The United Nations has estimated that more than one million Uighurs, a Muslim minority, are currently forcibly detained in “reeducation camps” across the highly-surveilled Xinjiang autonomous region.
The family’s lawyer, Michael Bradley, was at Sydney Airport when Mr Abdusalam met with his family on Thursday.
“It was incredible, it was a very happy ending to a really long story where a happy ending was never guaranteed. But it was perfect, more than we can ask for,” he told SBS News.
Mr Bradley said the family is still adjusting but is very relieved and thankful to be “free” and in Australia.
Ms Wumaier and son Lutifier were able to leave China after local authorities returned her Chinese passport to her.
They touched down in Australia two weeks ago after 48 hours of air travel before going into quarantine in Queensland ahead of their arrival in Sydney.
Mr Bradley said that once Ms Wumaier’s passport was returned to her, “things moved quite quickly”. But he said he does not know what happened on China’s end to allow her to leave.
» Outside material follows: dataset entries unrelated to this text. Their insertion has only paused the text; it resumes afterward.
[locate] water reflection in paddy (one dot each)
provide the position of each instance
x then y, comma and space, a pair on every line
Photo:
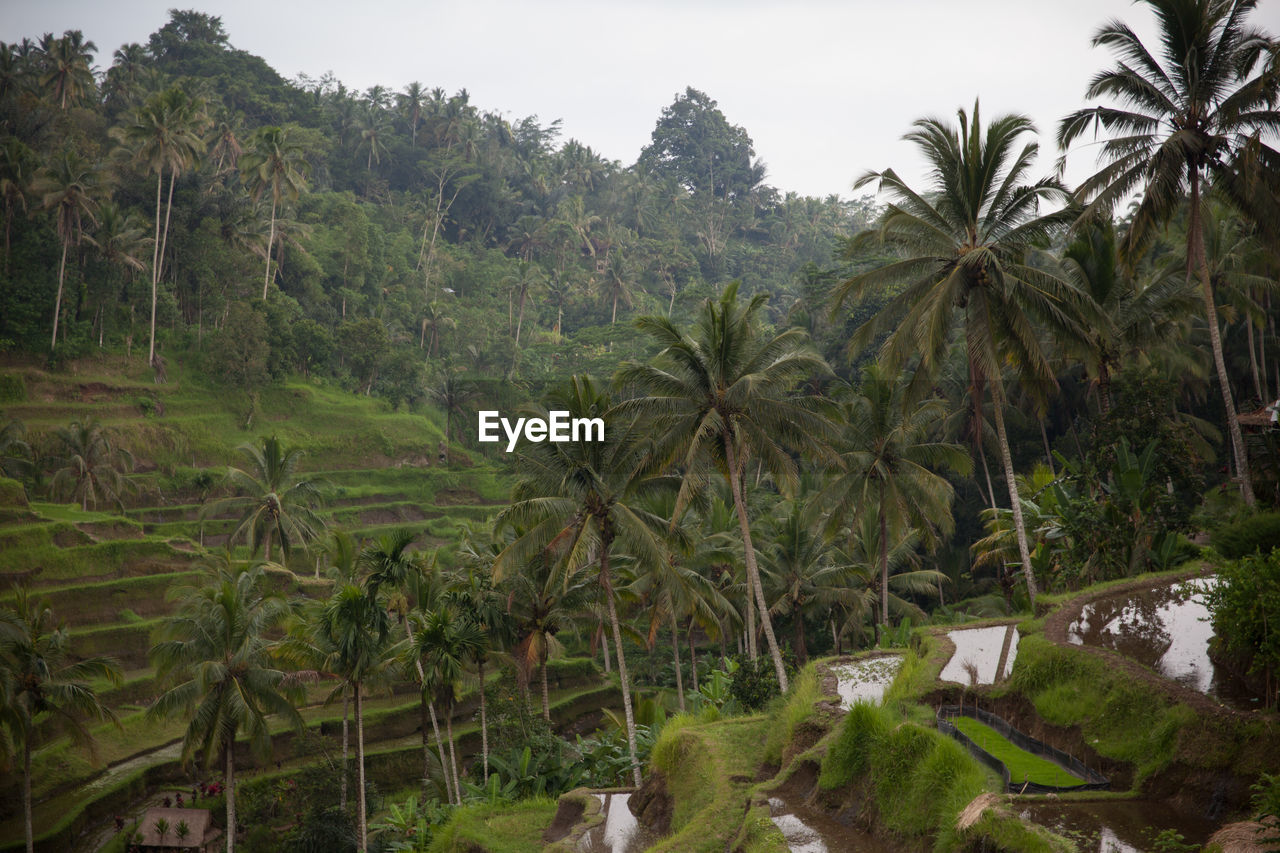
982, 647
1118, 825
1166, 628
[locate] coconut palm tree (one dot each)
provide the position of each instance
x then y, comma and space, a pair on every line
1183, 117
722, 396
68, 186
277, 502
91, 469
215, 649
964, 269
577, 502
42, 690
163, 135
68, 76
448, 644
888, 466
359, 629
275, 162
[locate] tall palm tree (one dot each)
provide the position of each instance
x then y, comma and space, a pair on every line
91, 468
1139, 313
275, 163
722, 396
277, 502
68, 186
42, 689
216, 649
888, 466
448, 644
1184, 115
359, 629
964, 268
163, 135
577, 502
68, 74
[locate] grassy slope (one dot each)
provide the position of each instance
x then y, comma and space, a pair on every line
106, 570
1023, 766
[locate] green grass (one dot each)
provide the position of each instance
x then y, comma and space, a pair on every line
794, 711
1023, 766
506, 828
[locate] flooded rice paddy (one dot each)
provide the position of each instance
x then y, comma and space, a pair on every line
865, 680
1166, 628
987, 649
1118, 825
620, 831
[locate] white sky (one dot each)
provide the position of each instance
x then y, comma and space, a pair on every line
824, 87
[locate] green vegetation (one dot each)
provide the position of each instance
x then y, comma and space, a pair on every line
813, 384
1023, 766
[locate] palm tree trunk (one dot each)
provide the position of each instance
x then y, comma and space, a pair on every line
607, 539
1008, 460
270, 241
155, 270
346, 749
547, 707
753, 573
360, 770
58, 302
1196, 255
439, 749
26, 793
675, 648
883, 557
484, 728
693, 656
453, 751
229, 779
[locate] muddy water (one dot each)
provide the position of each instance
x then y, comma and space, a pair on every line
813, 831
1165, 628
982, 647
620, 833
865, 680
1118, 825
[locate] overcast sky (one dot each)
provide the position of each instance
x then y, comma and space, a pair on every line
824, 87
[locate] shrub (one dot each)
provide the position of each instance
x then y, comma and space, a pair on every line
1253, 534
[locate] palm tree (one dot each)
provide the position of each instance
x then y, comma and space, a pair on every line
68, 187
274, 162
722, 396
17, 172
964, 268
357, 626
577, 501
91, 468
278, 503
164, 136
41, 688
888, 461
388, 562
1183, 119
799, 566
68, 74
216, 649
412, 100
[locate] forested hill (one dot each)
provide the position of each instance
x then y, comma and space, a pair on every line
391, 240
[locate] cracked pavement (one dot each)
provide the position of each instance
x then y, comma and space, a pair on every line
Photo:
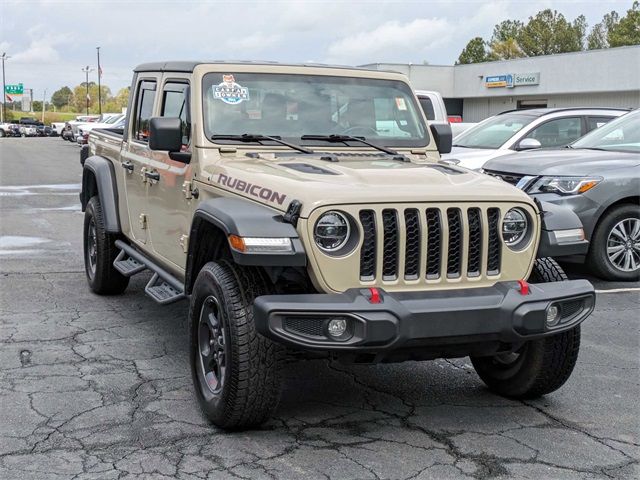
99, 387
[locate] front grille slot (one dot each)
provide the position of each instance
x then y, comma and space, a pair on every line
368, 250
390, 245
307, 326
412, 244
475, 242
436, 244
454, 257
493, 257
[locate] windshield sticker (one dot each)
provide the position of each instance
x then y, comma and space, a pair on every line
229, 91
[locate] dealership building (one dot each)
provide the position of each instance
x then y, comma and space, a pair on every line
594, 78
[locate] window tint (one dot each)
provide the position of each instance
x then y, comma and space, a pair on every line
144, 110
558, 132
174, 104
427, 107
596, 122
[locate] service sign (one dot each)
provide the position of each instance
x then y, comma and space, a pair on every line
17, 89
511, 80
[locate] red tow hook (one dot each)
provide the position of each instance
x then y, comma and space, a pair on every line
524, 287
375, 295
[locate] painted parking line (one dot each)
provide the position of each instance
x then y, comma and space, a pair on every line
619, 290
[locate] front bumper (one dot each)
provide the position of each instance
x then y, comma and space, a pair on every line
501, 314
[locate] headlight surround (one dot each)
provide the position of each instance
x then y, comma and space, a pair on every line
564, 185
515, 227
332, 231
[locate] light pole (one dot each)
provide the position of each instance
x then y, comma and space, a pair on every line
44, 98
99, 75
4, 87
86, 70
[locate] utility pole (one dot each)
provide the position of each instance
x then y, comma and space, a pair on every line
44, 98
86, 70
4, 87
99, 75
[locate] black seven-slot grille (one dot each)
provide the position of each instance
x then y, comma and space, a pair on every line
426, 234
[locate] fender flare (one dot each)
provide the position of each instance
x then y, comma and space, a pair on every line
105, 181
243, 218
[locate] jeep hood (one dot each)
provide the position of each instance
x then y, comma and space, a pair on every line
360, 179
565, 161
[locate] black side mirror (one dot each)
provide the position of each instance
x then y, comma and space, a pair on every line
442, 135
165, 133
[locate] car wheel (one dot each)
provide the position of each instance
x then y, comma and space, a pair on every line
236, 371
100, 252
614, 253
539, 366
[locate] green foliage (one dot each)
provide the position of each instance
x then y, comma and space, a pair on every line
61, 97
627, 30
507, 30
474, 52
548, 32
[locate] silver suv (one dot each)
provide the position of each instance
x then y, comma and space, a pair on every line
517, 130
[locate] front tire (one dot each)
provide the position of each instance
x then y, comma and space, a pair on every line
236, 371
614, 253
539, 366
100, 252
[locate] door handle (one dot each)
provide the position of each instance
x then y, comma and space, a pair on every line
154, 176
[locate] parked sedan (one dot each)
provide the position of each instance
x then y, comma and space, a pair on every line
598, 177
518, 130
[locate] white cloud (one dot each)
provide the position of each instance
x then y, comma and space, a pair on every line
392, 40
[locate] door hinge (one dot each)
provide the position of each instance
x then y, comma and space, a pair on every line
184, 243
189, 190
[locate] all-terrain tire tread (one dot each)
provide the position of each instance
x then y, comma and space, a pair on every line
107, 280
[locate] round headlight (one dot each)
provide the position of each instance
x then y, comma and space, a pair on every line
514, 226
332, 231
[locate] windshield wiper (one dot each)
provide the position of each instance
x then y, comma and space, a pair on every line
348, 138
252, 137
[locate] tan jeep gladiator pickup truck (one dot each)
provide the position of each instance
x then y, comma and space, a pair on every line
303, 208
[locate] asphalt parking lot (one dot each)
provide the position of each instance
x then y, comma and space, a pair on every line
99, 387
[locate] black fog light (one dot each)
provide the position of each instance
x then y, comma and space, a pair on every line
338, 328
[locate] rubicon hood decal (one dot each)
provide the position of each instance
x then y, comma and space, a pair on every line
252, 189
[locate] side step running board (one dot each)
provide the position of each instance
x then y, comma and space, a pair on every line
163, 287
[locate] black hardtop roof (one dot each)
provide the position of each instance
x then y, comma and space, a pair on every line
188, 66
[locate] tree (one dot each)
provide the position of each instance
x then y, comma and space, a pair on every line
599, 36
505, 50
627, 30
549, 32
61, 97
506, 30
474, 52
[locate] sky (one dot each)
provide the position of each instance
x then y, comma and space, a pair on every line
50, 41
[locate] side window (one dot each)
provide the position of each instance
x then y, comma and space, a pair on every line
558, 132
175, 105
144, 110
596, 122
427, 107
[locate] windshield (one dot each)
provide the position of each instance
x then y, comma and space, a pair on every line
291, 106
493, 132
621, 135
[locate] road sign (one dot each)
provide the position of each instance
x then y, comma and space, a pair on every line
14, 89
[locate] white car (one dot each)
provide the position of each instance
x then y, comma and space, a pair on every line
517, 130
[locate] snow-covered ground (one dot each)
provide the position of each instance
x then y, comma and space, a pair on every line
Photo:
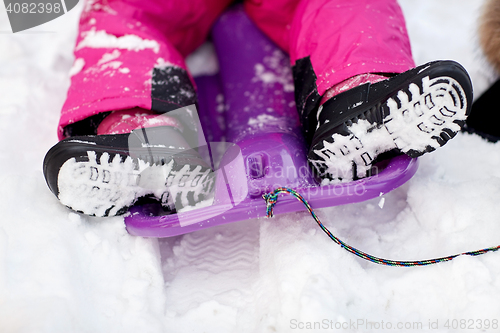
62, 272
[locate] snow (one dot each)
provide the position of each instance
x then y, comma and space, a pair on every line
62, 272
100, 39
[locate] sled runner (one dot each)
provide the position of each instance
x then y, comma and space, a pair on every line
250, 104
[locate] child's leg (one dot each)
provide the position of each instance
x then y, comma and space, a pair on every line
333, 42
130, 54
330, 41
129, 68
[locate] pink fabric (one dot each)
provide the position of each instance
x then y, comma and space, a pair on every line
125, 121
350, 83
343, 38
169, 30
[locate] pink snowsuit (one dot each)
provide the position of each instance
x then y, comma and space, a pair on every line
126, 49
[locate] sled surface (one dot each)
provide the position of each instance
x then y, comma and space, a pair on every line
250, 104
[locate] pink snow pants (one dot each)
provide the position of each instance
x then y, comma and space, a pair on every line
121, 43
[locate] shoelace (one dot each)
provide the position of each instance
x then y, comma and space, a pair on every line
272, 198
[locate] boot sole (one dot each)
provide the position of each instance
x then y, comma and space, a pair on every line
100, 180
416, 119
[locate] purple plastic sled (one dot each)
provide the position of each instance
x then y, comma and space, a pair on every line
250, 103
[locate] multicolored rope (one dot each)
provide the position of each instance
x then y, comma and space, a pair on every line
272, 199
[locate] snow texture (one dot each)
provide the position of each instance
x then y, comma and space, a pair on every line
61, 272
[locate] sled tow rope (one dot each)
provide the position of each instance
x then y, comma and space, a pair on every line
272, 198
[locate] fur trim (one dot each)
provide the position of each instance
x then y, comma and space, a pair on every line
489, 32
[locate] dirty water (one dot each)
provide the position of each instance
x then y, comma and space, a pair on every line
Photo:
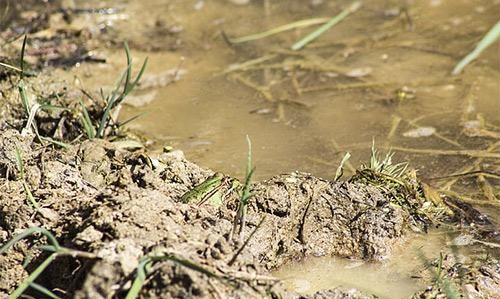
399, 277
206, 113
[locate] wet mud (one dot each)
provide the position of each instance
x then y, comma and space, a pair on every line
116, 205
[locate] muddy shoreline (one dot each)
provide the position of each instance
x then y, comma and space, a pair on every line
117, 204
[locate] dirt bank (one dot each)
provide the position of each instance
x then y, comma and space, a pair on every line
118, 212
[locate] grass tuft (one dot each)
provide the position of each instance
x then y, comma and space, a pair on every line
123, 87
56, 250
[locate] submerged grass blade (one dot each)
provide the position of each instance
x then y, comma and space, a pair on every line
489, 38
44, 291
28, 232
139, 280
279, 29
340, 169
333, 21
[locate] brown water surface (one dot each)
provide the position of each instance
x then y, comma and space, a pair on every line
303, 110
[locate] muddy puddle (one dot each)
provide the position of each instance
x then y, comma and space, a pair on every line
382, 75
207, 113
400, 277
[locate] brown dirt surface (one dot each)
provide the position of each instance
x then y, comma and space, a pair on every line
121, 206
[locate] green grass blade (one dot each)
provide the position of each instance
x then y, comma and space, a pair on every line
19, 163
279, 29
489, 38
29, 280
23, 48
191, 265
87, 122
139, 280
24, 97
248, 176
115, 98
333, 21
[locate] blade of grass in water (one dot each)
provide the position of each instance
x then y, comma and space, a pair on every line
333, 21
485, 42
279, 29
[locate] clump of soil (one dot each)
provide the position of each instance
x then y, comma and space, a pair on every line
122, 205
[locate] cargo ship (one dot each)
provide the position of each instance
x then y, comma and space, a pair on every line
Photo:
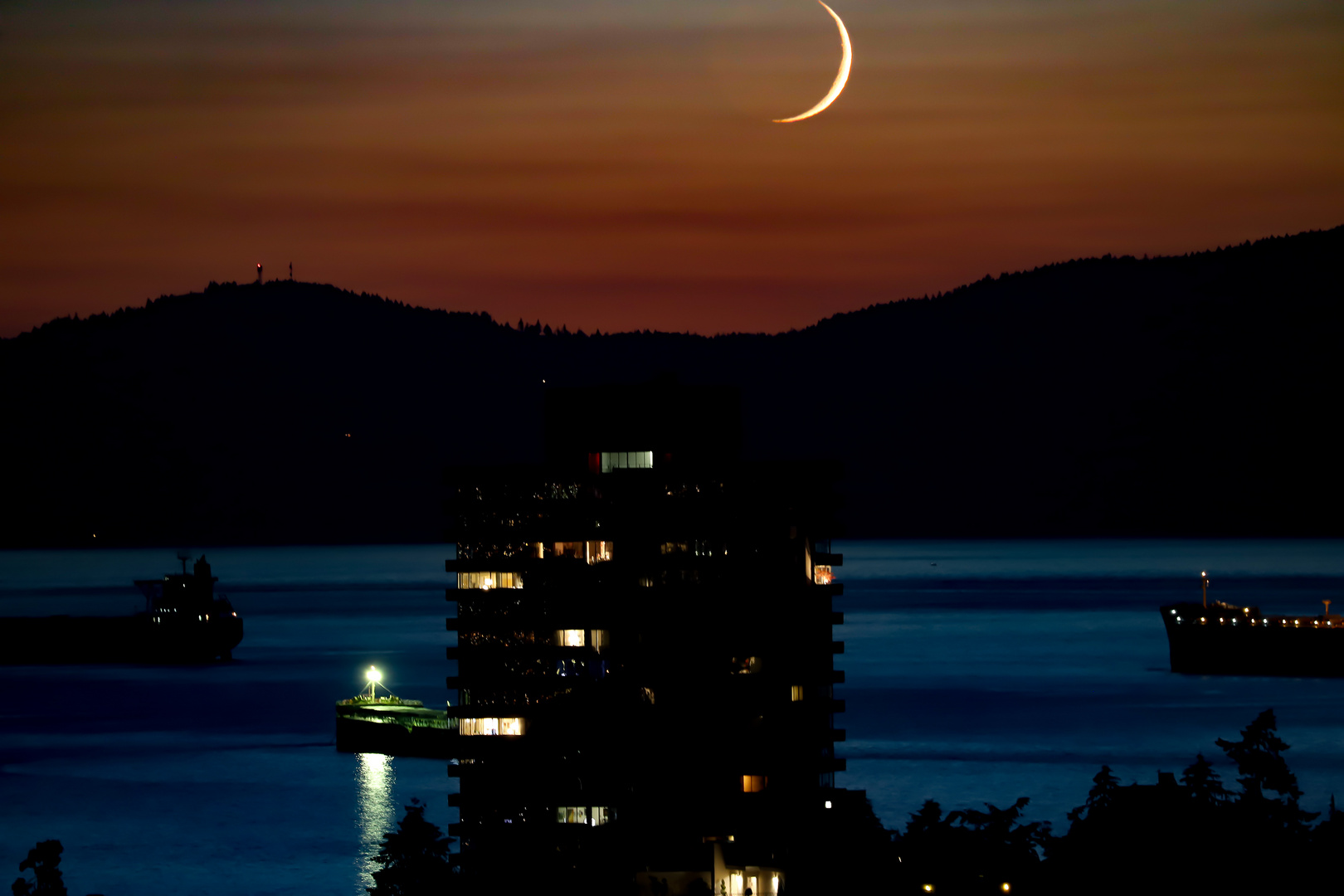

In Feburary, when asked by Mr Abdusalam on The ABC’s Q&A program why his family would not be released from house arrest, Minister Wang Xining, the deputy head of mission at the Chinese Embassy in Australia, said that his wife had told the local government in China that she did not want to come to Australia. The claim was quickly shut down by Ms Wumaier through social media.
Elaine Pearson, Australia’s director at Human Rights Watch, told SBS News she was elated to see the family reunited, but cautioned there were numerous other Uighur families that remain separated because they have been banned from leaving Xinjiang.
“In Xinjiang, Muslim minorities are still enduring really horrific levels of oppression and arbitrary detention,” she said.
“I think while this is a very happy day for Sadam and his family, we still need to keep fighting for other families so they too can be re-united.”
Mr Abdusalam also thanked Foreign Minister Marise Payne and the Department of Foreign Affairs and Trade (DFAT) for the work they have done on the matter.
Minister Payne formally requested the Chinese government to allow the family to come to Australia following an ABC Four Corners episode on their situation last year.
DFAT has been contacted for comment.